Faster customized solutions

Pharma Links has its core focus towards being a global supplier and contract manufacturer of pharmaceutical raw materials. The Directors of Pharma Links have vast experience of over 40 years in the Indian Pharmaceutical Industry which has not only given the company wide recognition but has also aided in augmenting customer satisfaction by providing faster customized solutions and product in different geographies.

Making its entry into the growing generic drugs market, PharmaLinks has engaged into developing, manufacturing and marketing a broad range of pharmaceutical formulation at a very robust space.

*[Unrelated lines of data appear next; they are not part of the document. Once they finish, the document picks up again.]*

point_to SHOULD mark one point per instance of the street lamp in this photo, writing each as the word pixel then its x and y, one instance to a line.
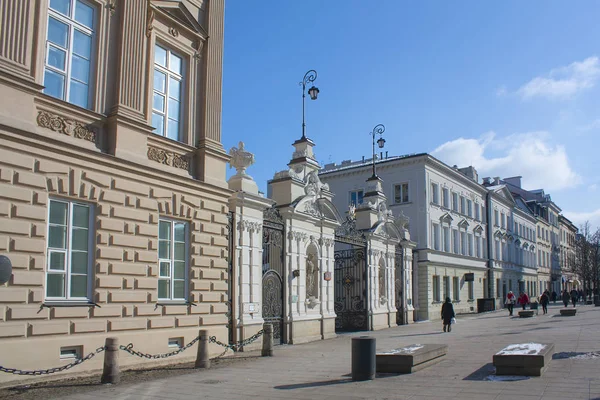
pixel 378 130
pixel 309 77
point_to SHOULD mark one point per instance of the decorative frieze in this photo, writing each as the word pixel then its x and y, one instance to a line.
pixel 66 126
pixel 168 158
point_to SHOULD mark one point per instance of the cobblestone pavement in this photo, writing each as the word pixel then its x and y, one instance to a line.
pixel 320 370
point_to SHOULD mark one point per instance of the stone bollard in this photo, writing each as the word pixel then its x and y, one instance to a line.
pixel 202 360
pixel 363 358
pixel 111 372
pixel 267 350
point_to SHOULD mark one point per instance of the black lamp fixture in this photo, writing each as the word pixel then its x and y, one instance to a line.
pixel 313 92
pixel 378 130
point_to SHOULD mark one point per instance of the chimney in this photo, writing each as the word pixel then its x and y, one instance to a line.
pixel 514 180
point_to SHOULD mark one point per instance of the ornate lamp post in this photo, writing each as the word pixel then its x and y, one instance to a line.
pixel 378 130
pixel 309 77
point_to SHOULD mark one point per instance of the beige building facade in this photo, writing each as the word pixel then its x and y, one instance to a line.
pixel 113 199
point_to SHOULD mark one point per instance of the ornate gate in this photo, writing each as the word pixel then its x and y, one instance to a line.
pixel 350 272
pixel 273 271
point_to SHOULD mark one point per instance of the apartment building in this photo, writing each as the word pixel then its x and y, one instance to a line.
pixel 513 244
pixel 113 199
pixel 447 212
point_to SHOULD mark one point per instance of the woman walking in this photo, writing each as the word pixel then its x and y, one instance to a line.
pixel 447 314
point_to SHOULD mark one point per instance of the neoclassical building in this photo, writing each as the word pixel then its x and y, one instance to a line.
pixel 113 199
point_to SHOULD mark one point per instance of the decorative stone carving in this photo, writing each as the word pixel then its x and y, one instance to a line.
pixel 67 126
pixel 168 158
pixel 240 159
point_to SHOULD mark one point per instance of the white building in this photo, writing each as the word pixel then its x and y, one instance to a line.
pixel 447 212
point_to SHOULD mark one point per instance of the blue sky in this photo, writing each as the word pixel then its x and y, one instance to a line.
pixel 511 87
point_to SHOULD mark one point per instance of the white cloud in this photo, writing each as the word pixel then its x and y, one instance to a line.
pixel 563 82
pixel 530 155
pixel 578 218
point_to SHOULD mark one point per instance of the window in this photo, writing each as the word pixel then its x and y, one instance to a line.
pixel 436 237
pixel 455 288
pixel 434 193
pixel 446 287
pixel 172 260
pixel 67 69
pixel 356 197
pixel 446 197
pixel 166 99
pixel 68 254
pixel 446 238
pixel 401 193
pixel 436 288
pixel 455 241
pixel 470 243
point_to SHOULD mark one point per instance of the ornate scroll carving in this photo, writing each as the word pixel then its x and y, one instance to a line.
pixel 67 126
pixel 168 158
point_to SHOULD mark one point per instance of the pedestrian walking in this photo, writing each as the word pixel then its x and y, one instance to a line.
pixel 544 300
pixel 447 314
pixel 510 302
pixel 566 297
pixel 574 295
pixel 523 300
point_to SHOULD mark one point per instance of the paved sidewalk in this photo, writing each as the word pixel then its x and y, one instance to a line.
pixel 321 370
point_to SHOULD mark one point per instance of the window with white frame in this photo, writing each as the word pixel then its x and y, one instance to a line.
pixel 455 288
pixel 446 197
pixel 172 260
pixel 69 255
pixel 355 197
pixel 456 241
pixel 167 94
pixel 455 201
pixel 68 64
pixel 435 195
pixel 436 288
pixel 401 193
pixel 436 237
pixel 446 238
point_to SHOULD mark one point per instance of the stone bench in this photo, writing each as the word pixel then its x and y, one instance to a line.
pixel 526 313
pixel 568 312
pixel 529 359
pixel 410 359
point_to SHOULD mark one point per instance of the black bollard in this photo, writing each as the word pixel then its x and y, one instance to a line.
pixel 363 358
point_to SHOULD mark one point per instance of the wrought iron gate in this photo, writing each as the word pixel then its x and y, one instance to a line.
pixel 273 271
pixel 350 272
pixel 401 315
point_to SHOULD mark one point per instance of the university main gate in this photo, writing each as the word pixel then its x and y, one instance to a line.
pixel 350 272
pixel 273 271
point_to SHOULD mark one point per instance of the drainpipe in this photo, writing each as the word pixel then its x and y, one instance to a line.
pixel 490 261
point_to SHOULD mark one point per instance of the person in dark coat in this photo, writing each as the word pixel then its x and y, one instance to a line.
pixel 544 300
pixel 447 314
pixel 566 297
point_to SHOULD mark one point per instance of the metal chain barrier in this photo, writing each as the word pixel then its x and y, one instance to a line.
pixel 52 370
pixel 130 350
pixel 236 346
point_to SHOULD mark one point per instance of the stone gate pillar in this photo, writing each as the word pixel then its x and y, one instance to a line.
pixel 245 253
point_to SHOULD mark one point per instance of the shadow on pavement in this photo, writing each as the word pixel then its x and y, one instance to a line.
pixel 329 382
pixel 481 373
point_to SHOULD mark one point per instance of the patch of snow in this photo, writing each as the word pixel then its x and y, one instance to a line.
pixel 523 349
pixel 505 378
pixel 408 350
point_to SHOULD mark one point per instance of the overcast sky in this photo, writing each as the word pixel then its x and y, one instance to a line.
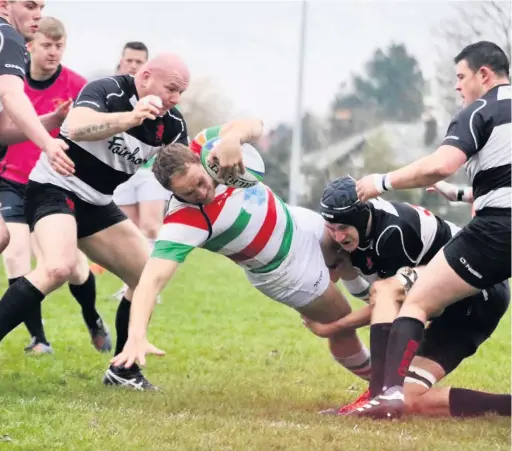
pixel 250 49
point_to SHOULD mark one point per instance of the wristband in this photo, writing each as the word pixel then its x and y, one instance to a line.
pixel 386 182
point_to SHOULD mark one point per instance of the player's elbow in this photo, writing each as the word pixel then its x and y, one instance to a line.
pixel 446 160
pixel 77 120
pixel 10 85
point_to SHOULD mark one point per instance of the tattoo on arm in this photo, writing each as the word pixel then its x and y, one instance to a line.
pixel 91 130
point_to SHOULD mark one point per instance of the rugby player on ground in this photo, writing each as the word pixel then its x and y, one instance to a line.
pixel 277 246
pixel 49 85
pixel 394 241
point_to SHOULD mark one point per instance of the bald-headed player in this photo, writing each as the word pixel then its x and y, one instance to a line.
pixel 116 125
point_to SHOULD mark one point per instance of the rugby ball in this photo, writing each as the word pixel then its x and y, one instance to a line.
pixel 254 166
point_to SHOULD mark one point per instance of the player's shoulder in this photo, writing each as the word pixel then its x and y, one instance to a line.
pixel 113 84
pixel 9 35
pixel 74 78
pixel 393 217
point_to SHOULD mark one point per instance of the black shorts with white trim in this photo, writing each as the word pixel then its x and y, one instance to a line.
pixel 459 331
pixel 45 199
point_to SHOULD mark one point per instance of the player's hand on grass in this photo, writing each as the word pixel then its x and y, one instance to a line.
pixel 320 329
pixel 447 190
pixel 146 108
pixel 135 351
pixel 228 153
pixel 369 187
pixel 62 111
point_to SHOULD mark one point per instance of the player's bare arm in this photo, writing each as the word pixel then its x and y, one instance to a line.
pixel 85 124
pixel 157 273
pixel 453 192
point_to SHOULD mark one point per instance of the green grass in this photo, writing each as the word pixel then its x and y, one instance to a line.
pixel 241 373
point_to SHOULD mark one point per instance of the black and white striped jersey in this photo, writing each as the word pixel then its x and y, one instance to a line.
pixel 13 54
pixel 483 131
pixel 401 235
pixel 101 166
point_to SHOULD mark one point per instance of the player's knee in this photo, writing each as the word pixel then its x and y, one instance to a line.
pixel 5 238
pixel 59 272
pixel 413 403
pixel 150 229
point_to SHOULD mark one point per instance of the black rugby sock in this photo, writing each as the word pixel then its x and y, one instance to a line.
pixel 33 320
pixel 85 295
pixel 470 403
pixel 403 343
pixel 20 298
pixel 122 322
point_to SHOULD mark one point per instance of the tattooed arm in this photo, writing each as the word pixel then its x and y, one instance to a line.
pixel 84 124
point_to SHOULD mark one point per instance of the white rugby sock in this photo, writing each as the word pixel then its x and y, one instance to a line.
pixel 359 364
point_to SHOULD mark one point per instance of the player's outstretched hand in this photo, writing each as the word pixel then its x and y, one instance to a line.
pixel 56 152
pixel 228 153
pixel 135 351
pixel 447 190
pixel 320 329
pixel 62 110
pixel 146 108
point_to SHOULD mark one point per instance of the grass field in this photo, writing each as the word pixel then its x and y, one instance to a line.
pixel 241 373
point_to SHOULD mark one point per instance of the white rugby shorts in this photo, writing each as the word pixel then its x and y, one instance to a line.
pixel 303 275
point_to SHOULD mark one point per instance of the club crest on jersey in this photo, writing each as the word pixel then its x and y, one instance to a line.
pixel 256 194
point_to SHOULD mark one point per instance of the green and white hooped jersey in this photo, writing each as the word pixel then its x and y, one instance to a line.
pixel 251 226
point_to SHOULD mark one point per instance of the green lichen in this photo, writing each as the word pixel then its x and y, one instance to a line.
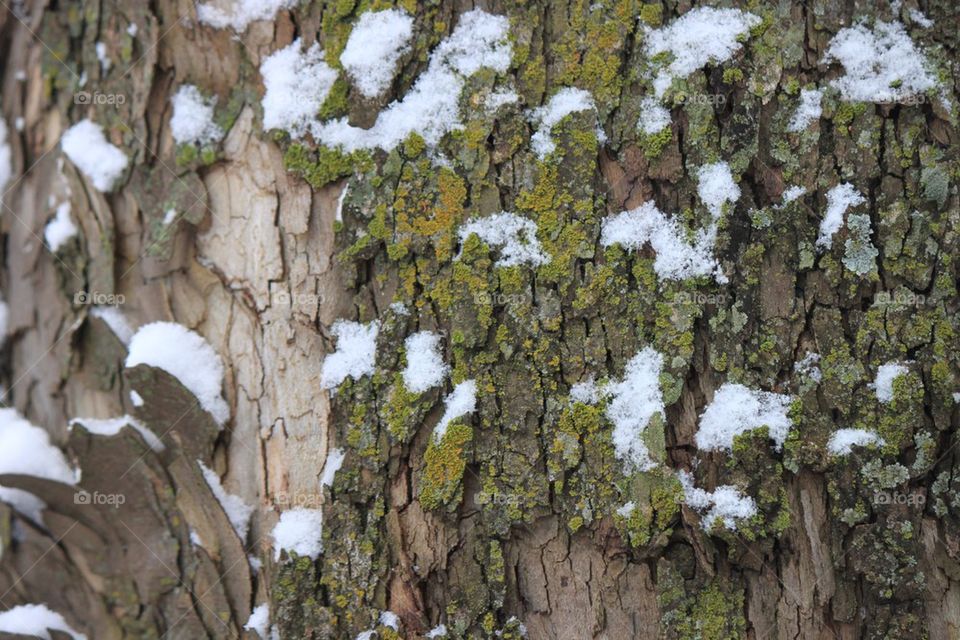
pixel 444 464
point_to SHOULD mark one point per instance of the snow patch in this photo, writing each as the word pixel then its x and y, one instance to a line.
pixel 425 366
pixel 882 65
pixel 102 56
pixel 699 37
pixel 88 149
pixel 297 83
pixel 186 356
pixel 653 117
pixel 793 193
pixel 111 426
pixel 725 503
pixel 192 120
pixel 842 441
pixel 355 356
pixel 35 620
pixel 634 400
pixel 676 258
pixel 716 187
pixel 26 449
pixel 585 392
pixel 374 47
pixel 839 199
pixel 461 401
pixel 883 383
pixel 238 511
pixel 240 13
pixel 299 531
pixel 515 237
pixel 6 158
pixel 737 409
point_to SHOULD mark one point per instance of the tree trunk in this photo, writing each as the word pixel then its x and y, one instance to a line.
pixel 525 518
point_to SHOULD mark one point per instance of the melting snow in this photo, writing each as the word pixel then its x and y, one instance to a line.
pixel 60 229
pixel 725 503
pixel 585 392
pixel 634 400
pixel 112 426
pixel 102 56
pixel 238 511
pixel 113 318
pixel 809 366
pixel 88 149
pixel 186 356
pixel 793 193
pixel 259 620
pixel 374 47
pixel 566 101
pixel 737 409
pixel 515 237
pixel 700 36
pixel 297 83
pixel 881 65
pixel 299 531
pixel 335 458
pixel 886 374
pixel 839 199
pixel 240 13
pixel 842 441
pixel 461 401
pixel 431 107
pixel 425 366
pixel 192 120
pixel 355 356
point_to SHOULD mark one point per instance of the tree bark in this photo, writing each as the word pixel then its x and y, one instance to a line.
pixel 513 525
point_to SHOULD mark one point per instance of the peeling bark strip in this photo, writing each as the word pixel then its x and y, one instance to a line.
pixel 555 320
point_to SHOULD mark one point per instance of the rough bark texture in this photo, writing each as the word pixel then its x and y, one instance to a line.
pixel 511 521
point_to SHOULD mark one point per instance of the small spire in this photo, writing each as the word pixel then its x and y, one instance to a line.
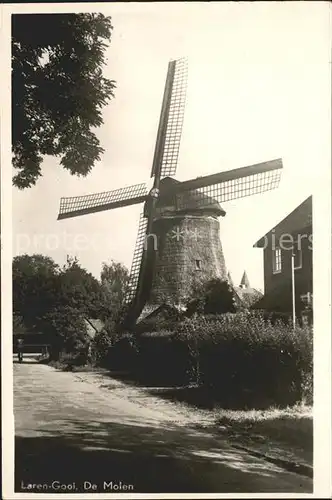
pixel 229 279
pixel 245 282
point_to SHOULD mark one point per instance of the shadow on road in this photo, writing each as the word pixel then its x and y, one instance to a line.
pixel 151 458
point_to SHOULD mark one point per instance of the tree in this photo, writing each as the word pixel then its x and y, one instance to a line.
pixel 58 91
pixel 34 284
pixel 80 290
pixel 115 281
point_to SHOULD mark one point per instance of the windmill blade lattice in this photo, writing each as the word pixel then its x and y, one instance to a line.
pixel 86 204
pixel 137 258
pixel 175 119
pixel 171 119
pixel 247 182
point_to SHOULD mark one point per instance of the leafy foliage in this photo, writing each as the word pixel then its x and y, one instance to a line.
pixel 115 281
pixel 55 301
pixel 213 297
pixel 58 91
pixel 239 360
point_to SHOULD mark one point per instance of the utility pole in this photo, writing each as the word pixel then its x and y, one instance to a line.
pixel 293 290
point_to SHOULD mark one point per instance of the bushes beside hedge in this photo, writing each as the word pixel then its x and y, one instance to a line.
pixel 241 359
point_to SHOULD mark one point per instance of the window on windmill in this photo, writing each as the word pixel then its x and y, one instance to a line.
pixel 277 260
pixel 297 258
pixel 198 265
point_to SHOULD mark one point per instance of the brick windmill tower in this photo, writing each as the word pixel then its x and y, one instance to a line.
pixel 178 243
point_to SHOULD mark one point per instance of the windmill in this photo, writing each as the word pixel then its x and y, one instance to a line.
pixel 178 241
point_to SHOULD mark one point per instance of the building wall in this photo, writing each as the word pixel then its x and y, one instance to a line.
pixel 278 286
pixel 183 242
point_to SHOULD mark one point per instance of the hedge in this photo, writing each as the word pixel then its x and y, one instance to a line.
pixel 240 360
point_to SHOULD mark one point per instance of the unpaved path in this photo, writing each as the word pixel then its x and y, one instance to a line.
pixel 72 434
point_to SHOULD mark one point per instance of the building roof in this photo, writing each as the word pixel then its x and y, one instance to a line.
pixel 248 296
pixel 187 200
pixel 299 218
pixel 94 326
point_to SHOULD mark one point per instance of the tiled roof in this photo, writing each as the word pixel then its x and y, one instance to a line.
pixel 299 219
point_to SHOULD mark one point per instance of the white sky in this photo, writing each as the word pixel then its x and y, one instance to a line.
pixel 259 84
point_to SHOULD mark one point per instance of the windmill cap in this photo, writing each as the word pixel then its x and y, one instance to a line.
pixel 191 200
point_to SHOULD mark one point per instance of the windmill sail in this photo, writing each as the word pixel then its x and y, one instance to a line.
pixel 98 202
pixel 171 119
pixel 137 258
pixel 229 185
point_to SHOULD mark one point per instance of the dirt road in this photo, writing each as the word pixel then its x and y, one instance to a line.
pixel 73 436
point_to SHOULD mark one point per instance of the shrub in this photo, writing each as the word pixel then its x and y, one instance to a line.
pixel 240 359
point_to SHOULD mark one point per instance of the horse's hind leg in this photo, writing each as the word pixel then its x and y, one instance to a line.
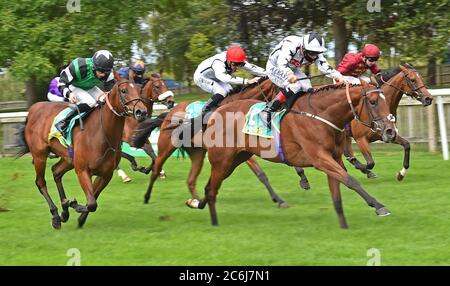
pixel 132 160
pixel 221 168
pixel 39 166
pixel 402 141
pixel 164 152
pixel 59 169
pixel 85 180
pixel 197 156
pixel 335 191
pixel 332 168
pixel 304 183
pixel 99 185
pixel 254 166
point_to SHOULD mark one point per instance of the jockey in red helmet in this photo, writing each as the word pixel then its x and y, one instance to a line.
pixel 354 65
pixel 215 74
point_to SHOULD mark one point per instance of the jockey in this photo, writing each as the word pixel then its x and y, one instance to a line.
pixel 78 83
pixel 353 65
pixel 283 68
pixel 215 75
pixel 134 73
pixel 53 92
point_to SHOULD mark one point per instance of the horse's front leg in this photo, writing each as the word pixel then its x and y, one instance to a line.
pixel 363 145
pixel 406 146
pixel 99 184
pixel 148 148
pixel 254 166
pixel 85 180
pixel 304 183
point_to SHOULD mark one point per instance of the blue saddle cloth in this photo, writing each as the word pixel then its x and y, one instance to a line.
pixel 254 125
pixel 194 109
pixel 54 133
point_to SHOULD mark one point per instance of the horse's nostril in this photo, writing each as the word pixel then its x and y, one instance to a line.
pixel 390 132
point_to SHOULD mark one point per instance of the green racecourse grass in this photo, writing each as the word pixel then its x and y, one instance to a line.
pixel 251 231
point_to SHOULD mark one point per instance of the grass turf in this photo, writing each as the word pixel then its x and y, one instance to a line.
pixel 251 231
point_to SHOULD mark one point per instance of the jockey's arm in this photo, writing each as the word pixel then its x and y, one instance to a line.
pixel 66 78
pixel 254 69
pixel 222 75
pixel 325 68
pixel 288 50
pixel 110 81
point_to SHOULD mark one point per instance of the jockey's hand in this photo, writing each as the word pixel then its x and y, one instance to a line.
pixel 253 80
pixel 292 78
pixel 342 79
pixel 72 98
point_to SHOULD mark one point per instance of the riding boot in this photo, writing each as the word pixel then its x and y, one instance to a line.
pixel 266 113
pixel 210 106
pixel 63 124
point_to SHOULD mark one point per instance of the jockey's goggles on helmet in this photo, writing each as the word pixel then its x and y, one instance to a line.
pixel 236 64
pixel 312 53
pixel 102 70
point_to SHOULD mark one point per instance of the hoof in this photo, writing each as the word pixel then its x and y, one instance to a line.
pixel 82 220
pixel 371 175
pixel 283 205
pixel 56 222
pixel 64 216
pixel 382 212
pixel 192 203
pixel 305 185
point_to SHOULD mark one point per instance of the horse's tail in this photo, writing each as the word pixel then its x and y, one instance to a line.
pixel 181 152
pixel 24 149
pixel 145 129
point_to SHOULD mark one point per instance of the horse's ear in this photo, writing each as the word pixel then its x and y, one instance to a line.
pixel 363 83
pixel 116 75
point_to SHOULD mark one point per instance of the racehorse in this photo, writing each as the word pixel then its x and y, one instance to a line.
pixel 402 80
pixel 155 90
pixel 311 135
pixel 96 149
pixel 264 89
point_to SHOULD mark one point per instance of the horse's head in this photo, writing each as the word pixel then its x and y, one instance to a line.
pixel 157 91
pixel 379 117
pixel 124 100
pixel 412 85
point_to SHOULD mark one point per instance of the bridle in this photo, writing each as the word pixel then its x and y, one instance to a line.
pixel 124 103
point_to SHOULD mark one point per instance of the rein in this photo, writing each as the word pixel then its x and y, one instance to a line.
pixel 355 115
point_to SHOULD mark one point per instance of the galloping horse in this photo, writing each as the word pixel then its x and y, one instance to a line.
pixel 96 149
pixel 402 80
pixel 155 90
pixel 309 137
pixel 264 89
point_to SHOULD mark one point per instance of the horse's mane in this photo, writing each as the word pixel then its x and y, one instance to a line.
pixel 331 87
pixel 390 73
pixel 239 89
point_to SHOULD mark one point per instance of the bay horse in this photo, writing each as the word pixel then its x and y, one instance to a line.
pixel 402 80
pixel 311 135
pixel 155 90
pixel 96 149
pixel 264 89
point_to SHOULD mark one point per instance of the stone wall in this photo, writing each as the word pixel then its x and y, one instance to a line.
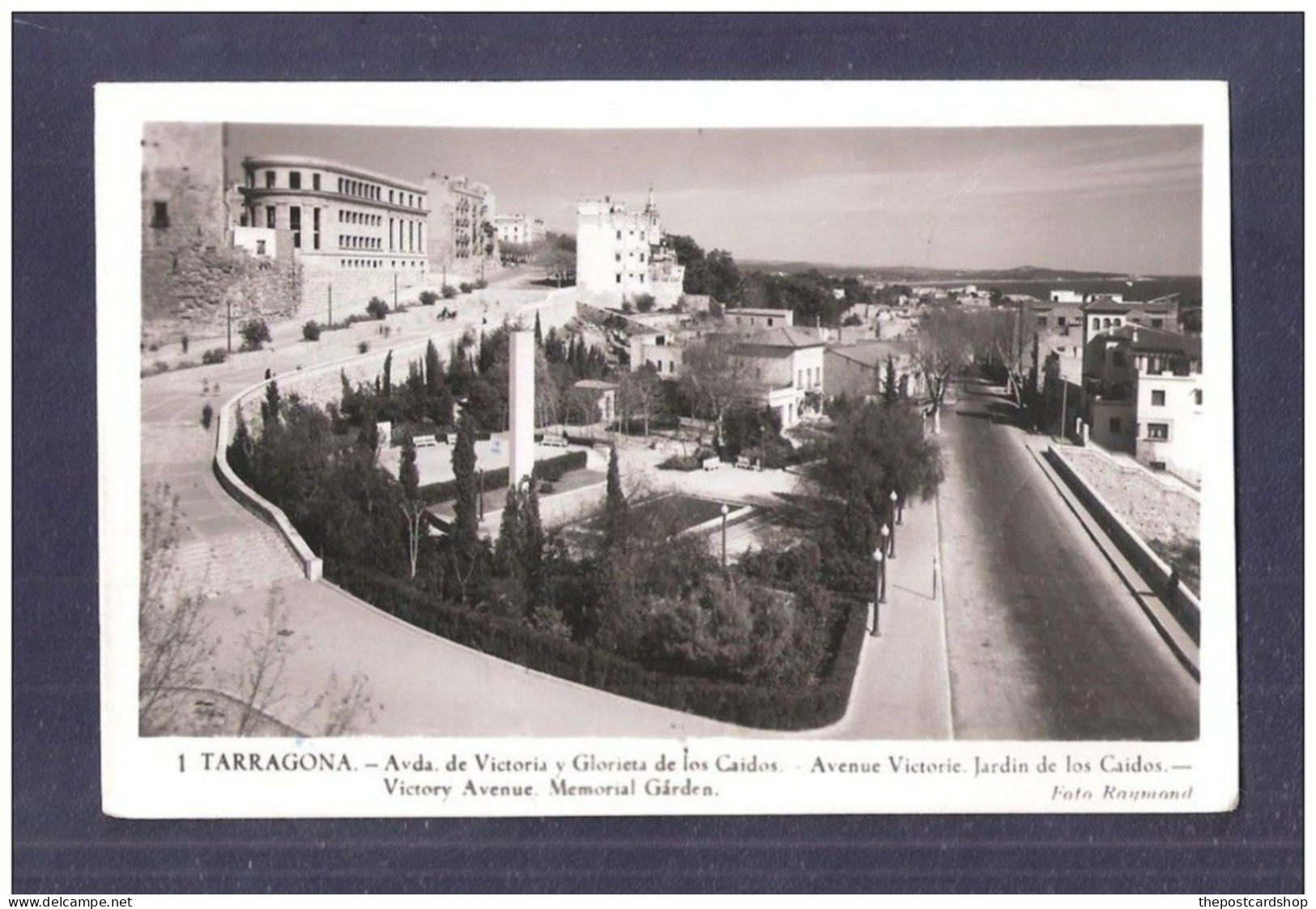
pixel 189 287
pixel 190 269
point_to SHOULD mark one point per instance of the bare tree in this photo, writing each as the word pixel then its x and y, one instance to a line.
pixel 175 635
pixel 640 393
pixel 718 375
pixel 266 656
pixel 943 347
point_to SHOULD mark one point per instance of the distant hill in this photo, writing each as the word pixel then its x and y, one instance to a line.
pixel 907 274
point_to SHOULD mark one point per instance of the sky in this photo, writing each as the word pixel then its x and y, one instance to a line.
pixel 1122 199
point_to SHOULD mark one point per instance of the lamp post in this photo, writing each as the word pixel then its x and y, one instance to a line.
pixel 726 512
pixel 879 593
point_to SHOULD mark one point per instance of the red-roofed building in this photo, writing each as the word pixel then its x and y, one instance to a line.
pixel 1144 393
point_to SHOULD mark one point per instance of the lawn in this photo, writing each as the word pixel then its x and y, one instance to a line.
pixel 673 512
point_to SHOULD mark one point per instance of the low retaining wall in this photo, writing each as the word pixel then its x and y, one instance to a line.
pixel 311 563
pixel 322 384
pixel 1181 603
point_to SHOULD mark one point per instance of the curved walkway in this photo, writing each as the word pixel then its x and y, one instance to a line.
pixel 420 684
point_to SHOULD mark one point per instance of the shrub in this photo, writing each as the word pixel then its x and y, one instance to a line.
pixel 551 469
pixel 807 707
pixel 254 333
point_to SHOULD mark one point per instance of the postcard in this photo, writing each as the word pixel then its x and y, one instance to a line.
pixel 608 448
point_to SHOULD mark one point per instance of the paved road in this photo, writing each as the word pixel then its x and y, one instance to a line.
pixel 1046 642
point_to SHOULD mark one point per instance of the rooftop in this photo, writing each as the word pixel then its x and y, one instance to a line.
pixel 1158 341
pixel 324 164
pixel 1105 305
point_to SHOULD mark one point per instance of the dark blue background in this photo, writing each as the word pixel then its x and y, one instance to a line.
pixel 65 845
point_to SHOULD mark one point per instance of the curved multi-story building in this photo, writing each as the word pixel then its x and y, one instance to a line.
pixel 340 217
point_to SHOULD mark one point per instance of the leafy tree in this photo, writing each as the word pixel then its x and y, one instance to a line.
pixel 877 450
pixel 433 370
pixel 254 333
pixel 716 378
pixel 466 523
pixel 890 385
pixel 270 408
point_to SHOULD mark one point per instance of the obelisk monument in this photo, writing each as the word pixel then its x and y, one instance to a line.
pixel 522 393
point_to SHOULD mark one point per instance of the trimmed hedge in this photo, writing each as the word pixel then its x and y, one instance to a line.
pixel 747 705
pixel 551 469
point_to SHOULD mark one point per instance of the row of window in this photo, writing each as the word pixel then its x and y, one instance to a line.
pixel 1156 431
pixel 360 217
pixel 349 242
pixel 379 263
pixel 347 187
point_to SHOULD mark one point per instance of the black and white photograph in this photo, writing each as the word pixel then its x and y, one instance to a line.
pixel 496 467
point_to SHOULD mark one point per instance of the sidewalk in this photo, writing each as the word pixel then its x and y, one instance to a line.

Our CMO Manufacturing facilities comply with Quality Standards of global regulatory authorities with WHO–GMP and PICS Approval.


World Markets

Catering to an array of markets; both regulated and unregulated, we are committed to bringing the latest developments in products, processes and ever changing regulatory requirements to our customers across the globe.


Asian Sources

India and China together contribute to majority of API manufacturing needs of the global pharmaceutical industry. Combining the technical and R&D base of Indian API manufacturers and the large scale manufacturing activities of Chinese factories, we provide a complete range of customer desired raw materials and documentation support apt for statutory registrations.

Customer Service

Presenting the perfect product mix of established brands of raw materials and some new potential entrants in the market at a reasonable price, Pharma Links strives to optimize customer satisfaction making the key differentiator for managing our business.

Exclusive Sourcing Agent

Owing to the vast experience, many international pharmaceutical companies have retained Pharma Links as their exclusive sourcing agent for all their requirements of Raw Materials, Excipients, Packaging Materials & other miscellaneous items.


Regulatory Assistance

Catering to the regulated markets and following the latest Written Directives norms, our team supplies APIs and Excipients from EU-GMP/QP audited and accredited sites available with ASMF/EDMF/COS supports.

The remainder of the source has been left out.